The results of those tests are reported in FIG. 6. As is clearly demonstrated by the data points for each membrane, the concentration in the MTBE reservoir decreased over time in all cases. Therefore, MTBE transport was possible and taking place through each membrane.

The rate of MTBE transport, the reduction in MTBE concentration per unit time, was expected to decrease over the course of the experiments. The driving force for the transportation of the MTBE across the membrane was the differential in concentration between the reservoirs. As the MTBE concentration in the upstream reservoir decreased and it increased in the downstream reservoir, the difference in concentration would also decrease. The smaller differential is tied directly to a smaller driving force and a decreased rate of MTBE transport. With decreasing rate of transport, the differential between the two reservoirs would decrease at ever lower rates, and so, as the system approached some equilibrium between the two reservoirs, the concentration was expected to asymptotically approach a level. Linear, polynomial, and exponential trend lines were generated for the data, but the fit with the highest R2 was a logarithmic trend line. From these lines of best fit, a comparison of the permeabilities of the three membranes to MTBE was made possible.

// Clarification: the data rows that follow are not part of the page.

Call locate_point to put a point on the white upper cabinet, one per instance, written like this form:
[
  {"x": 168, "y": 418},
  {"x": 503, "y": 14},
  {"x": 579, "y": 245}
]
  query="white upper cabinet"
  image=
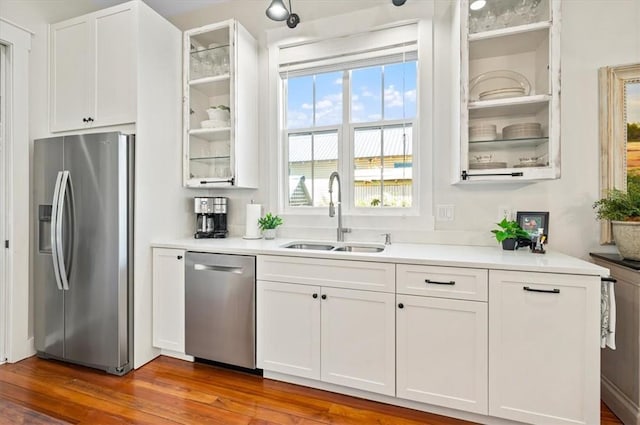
[
  {"x": 93, "y": 69},
  {"x": 220, "y": 107},
  {"x": 509, "y": 91}
]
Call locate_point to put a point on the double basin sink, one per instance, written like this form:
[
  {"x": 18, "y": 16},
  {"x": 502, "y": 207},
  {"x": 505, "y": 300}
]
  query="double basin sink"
[{"x": 338, "y": 247}]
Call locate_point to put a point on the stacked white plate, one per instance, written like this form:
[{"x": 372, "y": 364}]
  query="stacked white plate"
[
  {"x": 528, "y": 130},
  {"x": 501, "y": 93},
  {"x": 482, "y": 133},
  {"x": 486, "y": 165},
  {"x": 214, "y": 123}
]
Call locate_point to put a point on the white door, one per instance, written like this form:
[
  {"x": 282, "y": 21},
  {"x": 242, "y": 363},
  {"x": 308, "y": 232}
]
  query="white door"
[
  {"x": 442, "y": 352},
  {"x": 115, "y": 66},
  {"x": 288, "y": 328},
  {"x": 544, "y": 361},
  {"x": 168, "y": 299},
  {"x": 71, "y": 74},
  {"x": 358, "y": 339}
]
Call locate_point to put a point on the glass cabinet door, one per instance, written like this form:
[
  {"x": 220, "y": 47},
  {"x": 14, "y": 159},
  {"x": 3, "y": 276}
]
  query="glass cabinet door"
[{"x": 510, "y": 80}]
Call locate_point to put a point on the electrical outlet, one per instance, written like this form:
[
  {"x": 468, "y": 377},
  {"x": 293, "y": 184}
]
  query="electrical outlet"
[
  {"x": 505, "y": 212},
  {"x": 445, "y": 212}
]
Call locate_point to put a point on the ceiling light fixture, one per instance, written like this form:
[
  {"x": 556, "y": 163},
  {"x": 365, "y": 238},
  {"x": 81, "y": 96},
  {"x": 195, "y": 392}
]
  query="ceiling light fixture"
[
  {"x": 277, "y": 11},
  {"x": 477, "y": 4}
]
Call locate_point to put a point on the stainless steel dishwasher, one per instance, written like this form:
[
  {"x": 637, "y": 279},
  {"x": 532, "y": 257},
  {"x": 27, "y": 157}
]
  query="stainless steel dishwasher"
[{"x": 220, "y": 323}]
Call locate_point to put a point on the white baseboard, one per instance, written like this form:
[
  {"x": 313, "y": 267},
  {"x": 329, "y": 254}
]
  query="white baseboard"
[{"x": 621, "y": 405}]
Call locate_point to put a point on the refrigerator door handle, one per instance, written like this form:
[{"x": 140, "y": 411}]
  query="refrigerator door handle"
[
  {"x": 54, "y": 231},
  {"x": 62, "y": 270}
]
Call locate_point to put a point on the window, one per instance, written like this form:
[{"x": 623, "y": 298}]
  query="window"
[{"x": 356, "y": 117}]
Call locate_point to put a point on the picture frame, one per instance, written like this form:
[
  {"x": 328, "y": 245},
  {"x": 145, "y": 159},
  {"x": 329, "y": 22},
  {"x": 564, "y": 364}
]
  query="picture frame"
[{"x": 531, "y": 221}]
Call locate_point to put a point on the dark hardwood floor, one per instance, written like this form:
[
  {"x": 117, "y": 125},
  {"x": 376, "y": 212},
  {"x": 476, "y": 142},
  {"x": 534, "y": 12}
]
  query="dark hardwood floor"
[{"x": 169, "y": 391}]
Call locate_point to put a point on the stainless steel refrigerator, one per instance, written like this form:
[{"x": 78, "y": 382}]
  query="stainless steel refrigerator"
[{"x": 83, "y": 253}]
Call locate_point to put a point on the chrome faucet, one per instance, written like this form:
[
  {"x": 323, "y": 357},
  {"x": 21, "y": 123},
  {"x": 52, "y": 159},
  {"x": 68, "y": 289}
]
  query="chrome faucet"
[{"x": 332, "y": 210}]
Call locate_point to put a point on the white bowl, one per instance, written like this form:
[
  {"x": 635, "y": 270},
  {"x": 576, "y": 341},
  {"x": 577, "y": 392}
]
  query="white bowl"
[
  {"x": 214, "y": 124},
  {"x": 218, "y": 114}
]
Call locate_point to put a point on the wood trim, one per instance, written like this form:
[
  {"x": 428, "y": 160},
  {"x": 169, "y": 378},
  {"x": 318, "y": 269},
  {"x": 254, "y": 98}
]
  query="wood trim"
[{"x": 613, "y": 156}]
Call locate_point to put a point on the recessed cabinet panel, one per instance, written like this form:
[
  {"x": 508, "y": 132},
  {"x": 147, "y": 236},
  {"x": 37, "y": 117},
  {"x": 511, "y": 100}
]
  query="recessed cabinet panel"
[
  {"x": 510, "y": 92},
  {"x": 70, "y": 73},
  {"x": 220, "y": 121},
  {"x": 115, "y": 56},
  {"x": 93, "y": 66},
  {"x": 442, "y": 352},
  {"x": 543, "y": 340}
]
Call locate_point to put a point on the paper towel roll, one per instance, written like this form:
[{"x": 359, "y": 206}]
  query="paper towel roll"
[{"x": 254, "y": 212}]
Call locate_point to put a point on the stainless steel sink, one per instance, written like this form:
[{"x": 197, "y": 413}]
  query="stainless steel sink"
[
  {"x": 309, "y": 245},
  {"x": 339, "y": 247},
  {"x": 359, "y": 248}
]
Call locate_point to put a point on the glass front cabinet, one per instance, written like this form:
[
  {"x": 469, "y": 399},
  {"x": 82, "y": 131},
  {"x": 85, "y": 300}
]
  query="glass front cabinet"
[
  {"x": 509, "y": 91},
  {"x": 220, "y": 111}
]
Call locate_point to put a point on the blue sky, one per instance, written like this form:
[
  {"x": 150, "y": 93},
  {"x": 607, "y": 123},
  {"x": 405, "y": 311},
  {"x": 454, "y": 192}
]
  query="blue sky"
[
  {"x": 399, "y": 94},
  {"x": 633, "y": 102}
]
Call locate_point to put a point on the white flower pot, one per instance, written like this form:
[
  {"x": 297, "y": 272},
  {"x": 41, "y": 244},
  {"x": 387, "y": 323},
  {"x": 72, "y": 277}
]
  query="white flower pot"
[{"x": 626, "y": 235}]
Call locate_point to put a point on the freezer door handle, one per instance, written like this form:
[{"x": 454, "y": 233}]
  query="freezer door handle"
[
  {"x": 62, "y": 270},
  {"x": 226, "y": 269},
  {"x": 54, "y": 229}
]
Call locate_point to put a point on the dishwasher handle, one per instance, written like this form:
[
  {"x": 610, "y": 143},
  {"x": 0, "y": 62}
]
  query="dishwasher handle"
[{"x": 225, "y": 269}]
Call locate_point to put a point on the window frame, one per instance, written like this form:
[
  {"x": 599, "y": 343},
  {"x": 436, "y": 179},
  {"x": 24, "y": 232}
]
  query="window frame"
[{"x": 346, "y": 154}]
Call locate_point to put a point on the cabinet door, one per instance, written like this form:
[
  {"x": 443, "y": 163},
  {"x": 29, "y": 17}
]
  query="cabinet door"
[
  {"x": 544, "y": 351},
  {"x": 114, "y": 101},
  {"x": 71, "y": 73},
  {"x": 288, "y": 328},
  {"x": 358, "y": 339},
  {"x": 168, "y": 299},
  {"x": 442, "y": 352}
]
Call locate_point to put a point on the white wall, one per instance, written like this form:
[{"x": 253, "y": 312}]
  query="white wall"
[{"x": 595, "y": 33}]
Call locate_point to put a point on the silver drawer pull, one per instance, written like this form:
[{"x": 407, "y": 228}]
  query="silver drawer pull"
[
  {"x": 435, "y": 282},
  {"x": 547, "y": 291},
  {"x": 226, "y": 269}
]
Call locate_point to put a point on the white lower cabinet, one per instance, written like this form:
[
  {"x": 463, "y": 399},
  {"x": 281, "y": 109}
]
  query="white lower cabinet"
[
  {"x": 168, "y": 299},
  {"x": 442, "y": 352},
  {"x": 340, "y": 336},
  {"x": 544, "y": 343},
  {"x": 357, "y": 339},
  {"x": 288, "y": 331}
]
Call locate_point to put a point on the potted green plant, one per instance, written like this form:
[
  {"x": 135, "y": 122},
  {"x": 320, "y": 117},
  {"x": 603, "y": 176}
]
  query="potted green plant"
[
  {"x": 510, "y": 234},
  {"x": 623, "y": 210},
  {"x": 268, "y": 225}
]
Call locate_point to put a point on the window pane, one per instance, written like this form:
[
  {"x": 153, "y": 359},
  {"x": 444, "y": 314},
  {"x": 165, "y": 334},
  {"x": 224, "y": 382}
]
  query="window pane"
[
  {"x": 398, "y": 166},
  {"x": 366, "y": 94},
  {"x": 312, "y": 158},
  {"x": 400, "y": 91},
  {"x": 367, "y": 154},
  {"x": 383, "y": 167},
  {"x": 300, "y": 102},
  {"x": 328, "y": 98}
]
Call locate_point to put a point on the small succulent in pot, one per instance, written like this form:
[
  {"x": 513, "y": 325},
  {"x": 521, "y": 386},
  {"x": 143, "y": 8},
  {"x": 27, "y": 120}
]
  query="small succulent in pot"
[
  {"x": 511, "y": 235},
  {"x": 268, "y": 225},
  {"x": 623, "y": 210}
]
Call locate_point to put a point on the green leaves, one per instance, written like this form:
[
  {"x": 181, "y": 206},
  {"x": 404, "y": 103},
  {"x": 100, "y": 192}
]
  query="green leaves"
[
  {"x": 619, "y": 205},
  {"x": 269, "y": 221},
  {"x": 509, "y": 229}
]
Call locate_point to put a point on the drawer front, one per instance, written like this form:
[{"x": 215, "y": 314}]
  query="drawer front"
[
  {"x": 444, "y": 282},
  {"x": 361, "y": 275}
]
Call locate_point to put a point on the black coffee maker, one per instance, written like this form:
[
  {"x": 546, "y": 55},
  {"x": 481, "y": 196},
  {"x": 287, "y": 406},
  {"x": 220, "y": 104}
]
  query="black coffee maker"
[{"x": 211, "y": 217}]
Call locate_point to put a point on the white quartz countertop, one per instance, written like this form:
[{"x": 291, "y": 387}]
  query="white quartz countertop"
[{"x": 427, "y": 254}]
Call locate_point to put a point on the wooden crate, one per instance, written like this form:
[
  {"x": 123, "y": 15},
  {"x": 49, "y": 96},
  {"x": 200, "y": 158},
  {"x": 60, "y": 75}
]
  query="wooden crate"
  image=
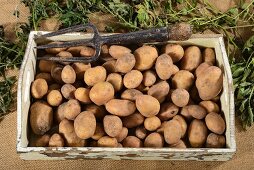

As seen in Table 5, polypropylene transport MTBE at the slowest rate, with a logarithmic factor of −56.1. Nylon transports MTBE at a higher rate, with a logarithmic factor of −61.1, but it is Teflon that exhibits the highest rate of transport. The logarithmic factor for Teflon, as calculated from our experimental results, was −73.6. Because Teflon displayed the highest rate of MTBE transport, the focus of the remainder of the project shifted to the Teflon film alone. The other membranes, nylon and polypropylene were not used in any subsequent tests.

TABLE 5

Logarithmic Lines of Best Fit for MTBE Transport to Water

Logarithmic Lines of Best Fit for MTBE Transport to Water Reservoir

Logarithmic

Membrane
Equation
Factor
Revalue

Nylon
y = −61.1 ln(x) +
−61.1
0.977

564.0

Polypropylene
y = −56.1 ln(x) +
−56.1
0.962

605.7

Teflon
y = −73.6 ln(x) +
−73.6
0.993

475.0

Objective 4: MTBE Transport and Fenton's Oxidation

After removing the MTBE contamination from a water source, it must be degraded into lesser forms that do not conflict with health standards. Fenton's oxidation reactions, which are a specific set of oxidation reactions, have been shown to help meet that requirement of a remediation system. However, these reactions are quite aggressive and so polymer membranes used in the methods of the invention must be able to withstand attack by the solution. Only the membrane displaying the most rapid transport of MTBE in the previous round of testing was used in subsequent tests. The polymer membranes were tested via separate experiments to ensure that they did not allow the passage of iron ions or hydrogen peroxide.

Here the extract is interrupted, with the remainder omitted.